277, Lot: 6. Estimate $5000.
Sold for $5000. This amount does not include the buyer’s fee.

SICILY, Akragas. Circa 409-406 BC. AR Tetradrachm (28mm, 14.52 g, 11h). Charioteer driving fast quadriga right; above, Nike flying left, crowning charioteer; crab in exergue / Two eagles standing right on dead hare lying on rock, one eagle raising its head, the other tearing at hare with beak and raising wings. Seltman, Engravers 6 (dies E/ζ); Rizzo pl. II, 1; SNG Lloyd 818 = Pozzi 388; BMC 57; Dewing 561; Jameson 1889; Ward 139; de Luynes 859 (all from the same dies). VF, toned, corroded surfaces. Rare.


Ex Numismatica Ars Classica E (4 April 1995), lot 2150.
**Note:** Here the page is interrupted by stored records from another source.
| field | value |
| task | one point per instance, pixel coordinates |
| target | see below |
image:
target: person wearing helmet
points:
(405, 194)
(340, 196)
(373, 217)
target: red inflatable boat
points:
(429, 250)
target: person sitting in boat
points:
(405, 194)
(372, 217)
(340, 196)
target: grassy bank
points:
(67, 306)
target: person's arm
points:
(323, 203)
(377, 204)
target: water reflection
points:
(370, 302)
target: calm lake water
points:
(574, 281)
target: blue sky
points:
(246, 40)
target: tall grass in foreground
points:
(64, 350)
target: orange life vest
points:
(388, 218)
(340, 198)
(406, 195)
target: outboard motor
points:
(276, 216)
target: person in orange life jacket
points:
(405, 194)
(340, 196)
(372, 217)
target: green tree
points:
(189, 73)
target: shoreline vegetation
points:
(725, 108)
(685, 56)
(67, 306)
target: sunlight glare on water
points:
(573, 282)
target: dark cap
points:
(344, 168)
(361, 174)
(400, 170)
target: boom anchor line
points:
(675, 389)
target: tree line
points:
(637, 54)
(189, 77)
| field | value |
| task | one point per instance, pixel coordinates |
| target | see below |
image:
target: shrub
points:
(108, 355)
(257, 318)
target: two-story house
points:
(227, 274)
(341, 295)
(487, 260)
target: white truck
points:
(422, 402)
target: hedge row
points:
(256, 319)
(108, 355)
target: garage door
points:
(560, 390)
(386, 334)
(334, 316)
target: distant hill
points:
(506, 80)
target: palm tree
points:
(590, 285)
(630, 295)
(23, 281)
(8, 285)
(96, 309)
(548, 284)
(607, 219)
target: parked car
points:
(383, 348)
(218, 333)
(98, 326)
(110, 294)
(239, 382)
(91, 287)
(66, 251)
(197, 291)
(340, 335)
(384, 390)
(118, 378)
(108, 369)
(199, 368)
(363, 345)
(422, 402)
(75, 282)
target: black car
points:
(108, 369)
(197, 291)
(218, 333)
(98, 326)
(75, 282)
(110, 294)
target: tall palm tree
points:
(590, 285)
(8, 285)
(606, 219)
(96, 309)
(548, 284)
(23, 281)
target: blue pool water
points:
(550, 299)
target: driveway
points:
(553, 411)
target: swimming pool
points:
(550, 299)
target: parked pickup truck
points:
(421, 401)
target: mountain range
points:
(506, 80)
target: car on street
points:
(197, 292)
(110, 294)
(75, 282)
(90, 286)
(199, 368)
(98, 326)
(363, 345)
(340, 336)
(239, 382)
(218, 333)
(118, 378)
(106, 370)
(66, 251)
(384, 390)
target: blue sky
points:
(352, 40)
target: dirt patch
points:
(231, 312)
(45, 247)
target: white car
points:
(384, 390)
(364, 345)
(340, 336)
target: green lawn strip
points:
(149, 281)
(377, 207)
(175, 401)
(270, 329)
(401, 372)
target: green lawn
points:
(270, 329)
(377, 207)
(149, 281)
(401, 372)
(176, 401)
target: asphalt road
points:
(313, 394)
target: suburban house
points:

The symbols most associated with the coinage of Akragas are the eagle and the crab. Sometime after 420 BC, the Akragantines replaced the single eagle with a pair of eagles standing on a hare, the inspiration for which must have come from the Agamemnon of Aeschylus where men saw two eagles, representing Agamemnon and Menelaos, feasting upon a pregnant hare. It has always been believed that the city's dekadrachms were issued to celebrate the victory of Exainetos, an Akragantine, at the Olympic Games in 412 BC. It seems more likely, however, that they were part of the war preparations of Akragas against their enemy Carthage shortly before 406 BC.